Over the past ten years, three out of five Benedict College graduates have attended professional or graduate schools. There are over 17,000 proud Benedict Tigers throughout the nation. Benedict College has been a community leader for over 150-years and is a significant contributor to South Carolina and the region. Contributing $130 million and 1,218 jobs in total local and annual economic impact, a Benedict graduate working full-time throughout his or her working life can expect to earn $1.1 million in additional income because of their Benedict College degree.
The College made front-page news in the spring of 2018 when it became the first South Carolina college to lower its tuition by 26 percent. Cutting tuition drew praise from the Commission on Higher Education, South Carolina’s education oversight body. The commissioner noted that the move Benedict College made should be applauded because it offers families affordability and students greater access to higher education.
Benedict College has been highly regarded and exceptionally ranked for its programs by several academic and traditional publications.
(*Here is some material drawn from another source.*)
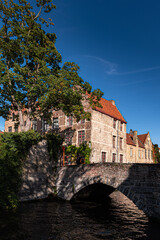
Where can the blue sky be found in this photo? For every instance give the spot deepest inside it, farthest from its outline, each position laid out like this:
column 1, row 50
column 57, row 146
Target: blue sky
column 116, row 43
For example, Benedict College was ranked as one of the top baccalaureate colleges in the nation by Washington Monthly magazine for creating social mobility and producing cutting-edge scholarship and research. In 2019, Benedict College received the 2019 ACE/ Fidelity Investments Awards for Institutional Transformation and was named the HBCU of the Year by HBCU Digest.
Benedict College is accredited by the Southern Association of Colleges and Schools Commission on Colleges to award baccalaureate and masters degrees. Five of the College’s degree programs hold national accreditation: The School of Education, Social Work, Environmental Health Science, Arts and Sciences and the Tyrone Adam Burroughs School of Business and Entrepreneurship.